Нотариус ещё раз поклонился госпоже Уилсон, словно и не слышав резкого тона её слов, и неспешно начал.
— Итак, я думаю, что пора приступить, — произнёс он, осматривая гостиную из-под сверкающего пенсне. — Прежде всего, я желал бы почтить память покойного Михаила Эдуардовича Уилсона, сказав о том, каким прекрасным и добродетельным джентльменом он был при жизни. Немногие люди достигли таких вершин познания точных и философских наук, как его светлость. Он был человеком незаурядного ума и воображения.
— Прошу вас, перейдите к сути завещания моего супруга, — раздражённо произнесла Клара Генриховна, устремив на нотариуса негодующий взгляд.
Ничуть не смутившись этого, он продолжал.
— Добродетель, дамы и господа, всегда остаётся победительницей, хоть поначалу это может и казаться иначе. Наша жизнь есть череда решений, подчас судьбоносных и непоправимых, подчас малых, но в конечном итоге всех нас постигает один печальный конец, все мы приходим к общему знаменателю человеческий судьбы, таким образом…
— Да начинайте по делу! — воскликнул Алексей Николаевич, чуть не вскочив со своего места.
— Завещание, прочтите его! — выкрикнула госпожа Симпли, заламывая руки.

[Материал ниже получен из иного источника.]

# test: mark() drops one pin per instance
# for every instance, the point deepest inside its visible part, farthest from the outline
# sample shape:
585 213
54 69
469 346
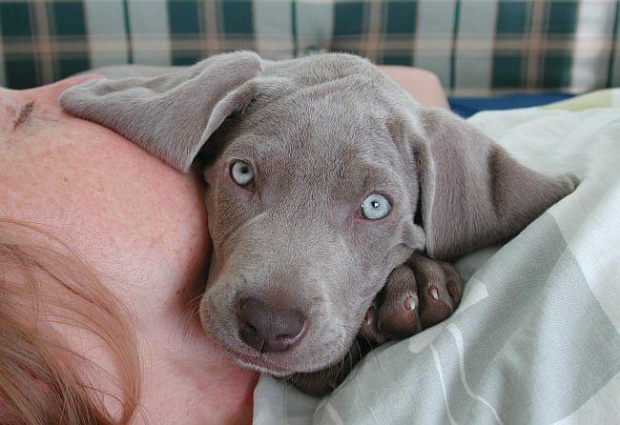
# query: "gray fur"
322 133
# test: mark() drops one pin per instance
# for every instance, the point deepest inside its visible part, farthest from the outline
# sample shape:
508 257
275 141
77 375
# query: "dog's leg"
417 295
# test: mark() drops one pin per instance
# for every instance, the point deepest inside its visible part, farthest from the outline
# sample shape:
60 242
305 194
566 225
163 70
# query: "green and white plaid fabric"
475 46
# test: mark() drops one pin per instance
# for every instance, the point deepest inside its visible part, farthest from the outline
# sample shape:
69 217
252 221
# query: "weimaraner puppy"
333 200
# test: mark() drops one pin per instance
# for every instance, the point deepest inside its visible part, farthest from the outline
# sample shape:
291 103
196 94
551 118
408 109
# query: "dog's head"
323 176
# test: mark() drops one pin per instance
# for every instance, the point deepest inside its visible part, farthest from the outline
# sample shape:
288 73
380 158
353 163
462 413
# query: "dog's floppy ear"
171 115
473 193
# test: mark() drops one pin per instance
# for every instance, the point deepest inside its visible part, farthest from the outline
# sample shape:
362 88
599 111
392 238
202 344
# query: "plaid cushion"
475 46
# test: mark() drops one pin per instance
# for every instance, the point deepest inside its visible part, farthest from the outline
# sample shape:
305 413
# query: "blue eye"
375 207
241 173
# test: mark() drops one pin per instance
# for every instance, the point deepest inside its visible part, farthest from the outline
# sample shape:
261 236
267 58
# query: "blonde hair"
45 287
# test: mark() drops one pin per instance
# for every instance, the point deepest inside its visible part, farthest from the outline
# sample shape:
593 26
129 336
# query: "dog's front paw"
417 295
439 287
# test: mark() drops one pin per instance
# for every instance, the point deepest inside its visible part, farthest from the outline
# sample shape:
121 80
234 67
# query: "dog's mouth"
261 364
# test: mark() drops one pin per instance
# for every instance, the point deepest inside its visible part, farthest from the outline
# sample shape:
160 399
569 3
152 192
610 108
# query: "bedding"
535 340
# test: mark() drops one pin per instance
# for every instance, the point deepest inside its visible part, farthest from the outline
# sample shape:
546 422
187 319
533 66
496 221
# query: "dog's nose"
266 328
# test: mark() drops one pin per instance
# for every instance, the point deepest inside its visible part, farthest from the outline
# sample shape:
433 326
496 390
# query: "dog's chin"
263 364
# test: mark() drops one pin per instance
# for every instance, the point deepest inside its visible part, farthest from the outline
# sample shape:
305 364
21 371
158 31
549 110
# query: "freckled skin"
111 202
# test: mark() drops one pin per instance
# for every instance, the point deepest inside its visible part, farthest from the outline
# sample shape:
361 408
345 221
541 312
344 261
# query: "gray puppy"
324 178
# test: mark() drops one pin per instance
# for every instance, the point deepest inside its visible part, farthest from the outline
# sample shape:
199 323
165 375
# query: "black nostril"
266 328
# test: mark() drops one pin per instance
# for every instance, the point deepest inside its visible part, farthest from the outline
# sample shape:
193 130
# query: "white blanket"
535 340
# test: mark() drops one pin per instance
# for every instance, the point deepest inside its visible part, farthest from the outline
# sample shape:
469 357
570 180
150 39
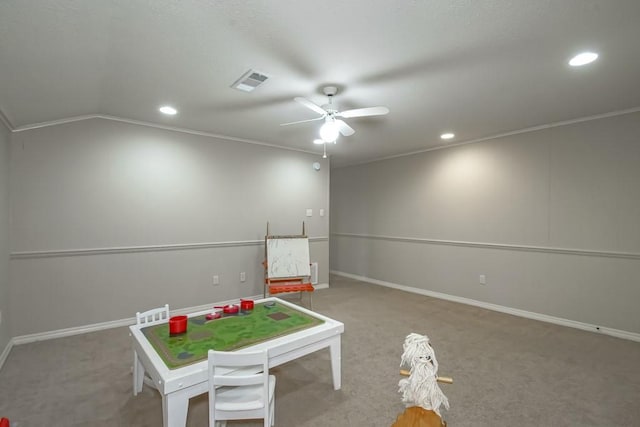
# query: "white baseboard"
5 352
632 336
24 339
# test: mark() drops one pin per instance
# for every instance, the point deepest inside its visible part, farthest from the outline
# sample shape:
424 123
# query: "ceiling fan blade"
301 121
362 112
344 128
310 105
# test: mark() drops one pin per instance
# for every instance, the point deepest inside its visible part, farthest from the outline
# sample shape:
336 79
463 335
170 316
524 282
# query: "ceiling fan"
332 124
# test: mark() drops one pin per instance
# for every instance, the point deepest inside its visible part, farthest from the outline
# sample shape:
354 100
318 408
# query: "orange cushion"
294 287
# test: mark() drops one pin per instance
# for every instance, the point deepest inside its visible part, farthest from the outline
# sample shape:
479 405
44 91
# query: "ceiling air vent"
249 81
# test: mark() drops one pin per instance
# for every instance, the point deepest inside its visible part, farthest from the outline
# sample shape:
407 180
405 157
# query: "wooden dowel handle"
445 380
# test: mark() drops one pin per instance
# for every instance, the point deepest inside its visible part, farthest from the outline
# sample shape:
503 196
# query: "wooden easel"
286 264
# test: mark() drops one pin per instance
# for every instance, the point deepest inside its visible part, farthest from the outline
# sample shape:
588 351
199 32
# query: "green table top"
226 334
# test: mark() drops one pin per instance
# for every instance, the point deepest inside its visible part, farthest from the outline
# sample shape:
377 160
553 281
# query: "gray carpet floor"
507 371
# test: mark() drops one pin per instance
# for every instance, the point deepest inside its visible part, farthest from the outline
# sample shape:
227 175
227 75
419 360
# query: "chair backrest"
153 316
238 369
248 375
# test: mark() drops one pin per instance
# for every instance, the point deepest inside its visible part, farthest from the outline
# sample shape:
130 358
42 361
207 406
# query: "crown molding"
5 120
155 126
501 135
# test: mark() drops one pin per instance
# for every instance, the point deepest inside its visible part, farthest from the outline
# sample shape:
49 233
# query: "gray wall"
117 196
5 331
550 217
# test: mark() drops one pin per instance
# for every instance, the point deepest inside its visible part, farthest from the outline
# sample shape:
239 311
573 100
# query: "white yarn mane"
421 388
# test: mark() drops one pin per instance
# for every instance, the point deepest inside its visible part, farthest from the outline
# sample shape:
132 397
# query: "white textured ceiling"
478 68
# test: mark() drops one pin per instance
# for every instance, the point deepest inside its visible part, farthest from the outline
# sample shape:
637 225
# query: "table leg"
174 409
138 374
336 363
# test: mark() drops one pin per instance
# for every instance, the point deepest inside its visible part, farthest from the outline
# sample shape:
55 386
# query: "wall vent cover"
249 81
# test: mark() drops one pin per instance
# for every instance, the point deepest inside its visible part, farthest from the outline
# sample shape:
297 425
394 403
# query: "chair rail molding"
145 248
502 246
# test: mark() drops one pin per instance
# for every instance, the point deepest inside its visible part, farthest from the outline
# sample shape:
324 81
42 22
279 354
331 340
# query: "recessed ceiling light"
166 109
583 58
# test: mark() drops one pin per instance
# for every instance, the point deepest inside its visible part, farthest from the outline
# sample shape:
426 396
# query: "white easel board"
287 257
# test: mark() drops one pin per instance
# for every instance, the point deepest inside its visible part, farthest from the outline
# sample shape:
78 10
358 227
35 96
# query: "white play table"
178 385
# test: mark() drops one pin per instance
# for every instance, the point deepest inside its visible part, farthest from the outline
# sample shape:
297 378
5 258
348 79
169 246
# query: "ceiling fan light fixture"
583 58
168 110
329 131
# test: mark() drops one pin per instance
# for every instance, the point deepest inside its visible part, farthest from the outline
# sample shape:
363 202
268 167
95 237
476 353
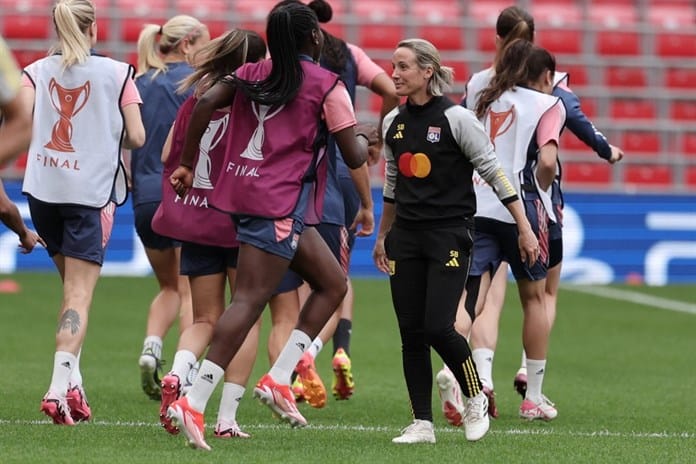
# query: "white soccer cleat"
476 421
419 431
544 409
450 397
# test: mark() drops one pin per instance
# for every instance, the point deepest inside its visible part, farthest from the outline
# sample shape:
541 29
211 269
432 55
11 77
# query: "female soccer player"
282 111
516 23
164 60
208 254
70 178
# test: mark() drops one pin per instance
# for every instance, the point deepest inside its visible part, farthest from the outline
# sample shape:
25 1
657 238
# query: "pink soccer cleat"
171 391
185 418
280 399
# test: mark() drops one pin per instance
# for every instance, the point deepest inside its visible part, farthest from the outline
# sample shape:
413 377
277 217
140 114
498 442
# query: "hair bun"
322 9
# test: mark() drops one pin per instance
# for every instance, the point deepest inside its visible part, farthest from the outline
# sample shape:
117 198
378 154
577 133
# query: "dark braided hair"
334 55
289 28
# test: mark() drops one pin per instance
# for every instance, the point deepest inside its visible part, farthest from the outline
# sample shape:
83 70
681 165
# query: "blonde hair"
72 19
216 59
428 56
172 34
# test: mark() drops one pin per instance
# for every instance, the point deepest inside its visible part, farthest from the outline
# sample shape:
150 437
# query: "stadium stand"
632 62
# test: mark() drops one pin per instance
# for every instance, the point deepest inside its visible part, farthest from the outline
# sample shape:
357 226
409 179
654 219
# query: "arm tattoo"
69 320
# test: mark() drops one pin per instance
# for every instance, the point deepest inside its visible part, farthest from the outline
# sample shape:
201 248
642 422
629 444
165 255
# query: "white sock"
153 345
315 347
63 364
483 358
535 379
297 344
232 394
204 386
75 374
184 360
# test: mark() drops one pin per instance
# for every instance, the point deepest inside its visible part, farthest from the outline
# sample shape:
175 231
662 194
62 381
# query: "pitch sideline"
634 297
373 429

Никита Ильич поднял руку в знак соблюдения порядка и спокойствия.
— Воля нашего ушедшего пращура священна для нас. Последуем же мудрому пророчеству старца и покоримся ему…

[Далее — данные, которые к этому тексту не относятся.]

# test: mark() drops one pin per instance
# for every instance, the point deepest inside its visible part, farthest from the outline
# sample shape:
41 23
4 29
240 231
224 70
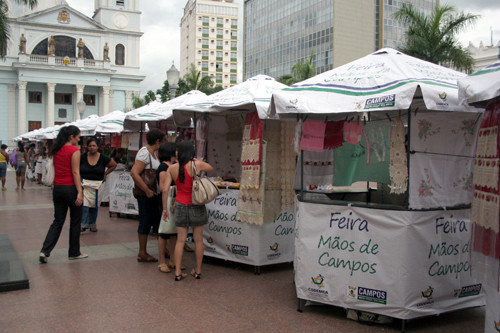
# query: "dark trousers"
64 197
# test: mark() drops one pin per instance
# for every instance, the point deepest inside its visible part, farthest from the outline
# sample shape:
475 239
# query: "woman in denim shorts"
186 214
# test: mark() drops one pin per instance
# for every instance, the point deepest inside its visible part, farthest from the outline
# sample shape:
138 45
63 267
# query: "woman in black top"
93 167
167 157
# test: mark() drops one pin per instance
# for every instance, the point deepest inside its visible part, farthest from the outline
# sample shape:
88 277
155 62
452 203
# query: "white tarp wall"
403 264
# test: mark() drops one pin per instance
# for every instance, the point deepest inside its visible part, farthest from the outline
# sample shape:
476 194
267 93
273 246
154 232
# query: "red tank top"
184 190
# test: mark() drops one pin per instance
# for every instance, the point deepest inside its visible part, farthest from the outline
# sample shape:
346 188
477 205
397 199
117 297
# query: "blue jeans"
89 217
64 197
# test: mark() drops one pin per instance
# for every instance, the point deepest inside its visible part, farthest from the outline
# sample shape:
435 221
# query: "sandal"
196 275
161 268
180 276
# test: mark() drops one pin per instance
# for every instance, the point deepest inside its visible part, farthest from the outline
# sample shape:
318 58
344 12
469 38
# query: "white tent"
252 95
111 123
156 111
382 81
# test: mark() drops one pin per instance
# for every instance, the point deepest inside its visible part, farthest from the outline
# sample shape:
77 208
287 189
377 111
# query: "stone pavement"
111 292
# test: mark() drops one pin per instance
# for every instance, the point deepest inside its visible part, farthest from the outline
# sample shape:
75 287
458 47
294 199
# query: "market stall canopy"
481 86
252 95
382 81
156 111
111 123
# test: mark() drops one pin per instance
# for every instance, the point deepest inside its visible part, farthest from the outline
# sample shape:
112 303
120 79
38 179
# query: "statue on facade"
80 46
52 46
105 56
22 44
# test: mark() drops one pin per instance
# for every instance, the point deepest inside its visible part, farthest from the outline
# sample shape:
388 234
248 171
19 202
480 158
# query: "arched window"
120 54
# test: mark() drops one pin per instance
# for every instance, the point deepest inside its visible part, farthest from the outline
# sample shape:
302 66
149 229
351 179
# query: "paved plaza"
111 292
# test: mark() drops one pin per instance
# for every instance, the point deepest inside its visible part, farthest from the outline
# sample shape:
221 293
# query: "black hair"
20 145
153 135
167 151
63 137
93 139
185 153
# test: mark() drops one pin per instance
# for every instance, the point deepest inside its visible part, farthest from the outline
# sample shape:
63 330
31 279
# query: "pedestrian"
186 214
4 157
147 196
66 193
22 158
93 166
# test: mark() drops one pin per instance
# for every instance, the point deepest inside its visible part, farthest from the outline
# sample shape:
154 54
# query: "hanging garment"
399 167
313 135
333 134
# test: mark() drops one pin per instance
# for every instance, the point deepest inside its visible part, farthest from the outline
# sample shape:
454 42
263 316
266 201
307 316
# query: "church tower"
118 14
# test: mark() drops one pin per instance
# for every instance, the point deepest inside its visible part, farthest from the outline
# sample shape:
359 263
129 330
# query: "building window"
120 54
60 98
35 97
89 99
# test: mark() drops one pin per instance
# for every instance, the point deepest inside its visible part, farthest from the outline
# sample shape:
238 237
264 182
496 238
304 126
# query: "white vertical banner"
397 263
226 238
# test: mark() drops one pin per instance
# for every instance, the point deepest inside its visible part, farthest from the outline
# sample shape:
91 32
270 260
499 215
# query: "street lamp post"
80 105
173 80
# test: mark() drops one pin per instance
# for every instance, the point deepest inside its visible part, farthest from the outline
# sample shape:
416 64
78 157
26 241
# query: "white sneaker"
81 256
42 258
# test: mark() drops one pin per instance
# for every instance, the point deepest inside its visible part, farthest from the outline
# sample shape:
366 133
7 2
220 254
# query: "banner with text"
226 238
404 264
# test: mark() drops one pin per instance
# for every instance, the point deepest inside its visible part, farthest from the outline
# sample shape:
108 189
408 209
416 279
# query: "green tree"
433 37
300 71
193 80
4 25
164 92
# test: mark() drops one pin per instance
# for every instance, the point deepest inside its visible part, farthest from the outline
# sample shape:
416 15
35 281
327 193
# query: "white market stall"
266 206
482 89
400 246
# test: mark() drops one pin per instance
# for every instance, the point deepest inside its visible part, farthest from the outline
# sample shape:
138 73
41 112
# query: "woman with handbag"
145 191
93 171
66 194
186 214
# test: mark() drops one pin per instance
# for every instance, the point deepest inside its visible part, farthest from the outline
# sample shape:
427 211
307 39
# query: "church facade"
61 65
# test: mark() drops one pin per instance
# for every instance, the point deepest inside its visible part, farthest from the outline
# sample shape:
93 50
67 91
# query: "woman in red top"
186 214
67 193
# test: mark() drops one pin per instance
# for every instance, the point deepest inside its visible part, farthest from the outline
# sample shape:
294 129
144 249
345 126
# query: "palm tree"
433 37
4 26
192 80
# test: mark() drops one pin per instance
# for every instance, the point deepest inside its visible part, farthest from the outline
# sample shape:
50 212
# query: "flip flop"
161 268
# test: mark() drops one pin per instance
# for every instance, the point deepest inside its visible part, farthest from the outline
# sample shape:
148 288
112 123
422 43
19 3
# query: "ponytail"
63 137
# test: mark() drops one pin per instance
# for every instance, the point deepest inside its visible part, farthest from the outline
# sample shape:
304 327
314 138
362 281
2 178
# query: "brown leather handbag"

— Начинайте, господин нотариус, — стальным голосом повелела Клара Генриховна.
Статный господин в чёрном фраке немного поколебался, откашлялся и устремил взгляд из-под пенсне вглубь жёлтой гербовой папки.

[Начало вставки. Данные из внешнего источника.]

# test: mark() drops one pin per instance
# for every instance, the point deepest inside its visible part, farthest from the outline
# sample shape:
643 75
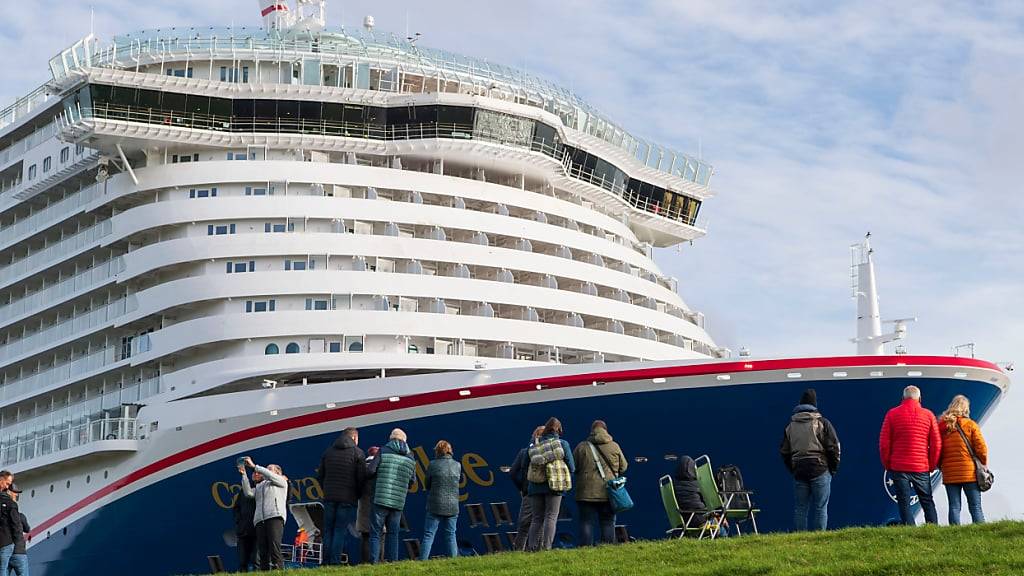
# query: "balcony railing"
68 438
368 131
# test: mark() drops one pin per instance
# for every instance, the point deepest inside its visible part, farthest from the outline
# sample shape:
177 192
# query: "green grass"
974 550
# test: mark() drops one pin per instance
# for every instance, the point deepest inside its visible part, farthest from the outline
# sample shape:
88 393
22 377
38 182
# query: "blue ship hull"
172 526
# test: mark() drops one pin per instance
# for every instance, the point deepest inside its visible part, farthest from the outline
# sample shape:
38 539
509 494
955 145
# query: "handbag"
984 477
617 496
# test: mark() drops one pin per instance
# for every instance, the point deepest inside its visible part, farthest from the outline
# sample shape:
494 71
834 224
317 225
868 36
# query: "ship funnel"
276 14
870 340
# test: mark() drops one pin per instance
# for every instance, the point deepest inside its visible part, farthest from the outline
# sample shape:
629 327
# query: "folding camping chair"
736 506
681 522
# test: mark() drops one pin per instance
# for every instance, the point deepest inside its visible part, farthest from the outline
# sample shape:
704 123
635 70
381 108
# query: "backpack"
542 454
728 479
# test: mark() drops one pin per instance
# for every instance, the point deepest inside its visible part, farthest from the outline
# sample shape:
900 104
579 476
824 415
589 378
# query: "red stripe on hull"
503 388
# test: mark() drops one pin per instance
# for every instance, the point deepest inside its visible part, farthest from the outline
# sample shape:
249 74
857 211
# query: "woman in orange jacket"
955 462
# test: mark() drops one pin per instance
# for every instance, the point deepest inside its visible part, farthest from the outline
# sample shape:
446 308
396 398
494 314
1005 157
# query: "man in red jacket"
909 446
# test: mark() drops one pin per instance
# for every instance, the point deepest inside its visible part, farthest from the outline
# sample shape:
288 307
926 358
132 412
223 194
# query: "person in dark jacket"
245 531
811 453
341 474
19 560
544 502
365 509
598 459
8 510
687 489
441 483
395 471
518 475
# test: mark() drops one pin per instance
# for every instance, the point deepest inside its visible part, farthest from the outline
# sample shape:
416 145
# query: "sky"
823 121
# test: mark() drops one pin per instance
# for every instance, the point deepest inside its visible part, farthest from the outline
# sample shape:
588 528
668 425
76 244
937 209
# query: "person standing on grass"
271 510
19 527
591 483
958 474
549 478
909 446
341 474
244 510
811 452
395 472
518 475
441 482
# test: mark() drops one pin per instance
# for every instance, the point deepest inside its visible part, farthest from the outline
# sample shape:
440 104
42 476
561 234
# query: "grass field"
975 550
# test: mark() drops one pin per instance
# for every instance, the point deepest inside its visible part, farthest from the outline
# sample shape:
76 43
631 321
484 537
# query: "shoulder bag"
984 477
617 496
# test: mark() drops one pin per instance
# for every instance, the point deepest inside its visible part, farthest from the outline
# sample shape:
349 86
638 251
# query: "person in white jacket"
271 510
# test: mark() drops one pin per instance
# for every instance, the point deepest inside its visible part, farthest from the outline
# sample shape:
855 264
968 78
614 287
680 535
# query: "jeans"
247 551
596 512
812 497
382 518
19 565
268 534
522 527
908 484
542 528
448 525
5 553
337 517
973 502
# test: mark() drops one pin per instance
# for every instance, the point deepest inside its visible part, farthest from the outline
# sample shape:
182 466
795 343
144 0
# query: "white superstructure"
187 212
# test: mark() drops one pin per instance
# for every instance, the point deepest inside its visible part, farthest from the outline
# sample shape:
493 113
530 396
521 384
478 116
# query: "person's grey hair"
911 393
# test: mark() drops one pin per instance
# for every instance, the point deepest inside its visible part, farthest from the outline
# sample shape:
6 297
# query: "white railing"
69 328
47 296
68 438
55 252
62 373
37 221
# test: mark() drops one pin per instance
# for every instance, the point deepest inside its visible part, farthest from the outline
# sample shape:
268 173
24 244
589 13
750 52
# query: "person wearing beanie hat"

— Последняя воля его светлости Михаила Эдуардовича, дворянина по праву законного рождения, пятого виконта Уилсона, кавалера ордена Звезды и прочее, и прочее.
Нотариус снова откашлялся и перевёл дух.
— Настоящее завещание, — продолжал он, — составлено мною лично и при содействии почтеннейшего нотариуса Уилсон Холла Никиты Ильича Каингольца, моего верного и надёжного советника, и является последним и окончательным. В здравом уме и твёрдой памяти я излагаю мою последнюю волю, дабы она была доведена до всех моих ближних, которых я безмерно люблю в глубине своей души. И пусть они знают, что я крайне сожалею о том, что судьба не позволила мне чаще видеть их, зато теперь я смогу наблюдать за ними без всякой преграды.
Имущество моё представляет собой скромный капитал, накопленный мною и моими достойными предками за долгие годы, хранящийся в императорском банке и равный шестистам девяноста восьми тысячам пятистам девяноста четырём с половиной фунтам. Кроме того, я владею поместьем Уилсон Холла, общей площадью в сорок две тысячи акров, одноимённым замком, заложенном ещё во времена первых христианских государей, и несколькими домами в столице и других городах. А так же я обладаю значительным движимым имуществом, как то бесценные шедевры голландских мастеров семнадцатого столетья, запечатлевшие…
— Довольно, господин нотариус! — перебила его Клара Генриховна. — Перейдите уже к оглашению существенной части документа!
Никита Ильич покорно кивнул головой и перевернул несколько листов, лежавших в папке. Вновь поправив голос, он продолжал.
— Таким образом, после долгих и тщательных раздумий, я принял единственно верное решение. Я оставляю всё…
Повисла пауза. Нотариус делал вид, что силится разобрать слова. Нервы накалились до предела, казалось, что вот-вот случится взрыв негодования.
— Оставляю всё, — продолжал нотариус, — тем самым достойным людям, которых я лично укажу в день оглашения сего завещания…
Гром возгласов и криков заглушил последние слова.
— Это возмутительно! — перекрывая самые высокие ноты, восклицала госпожа Симпли.
— Обман! Это злая шутка старого дурака! — вторил ей Алексей Николаевич, потрясая кулаками.
— Неслыханно! Документ ничтожен! — басил Семён Платонович Симпли.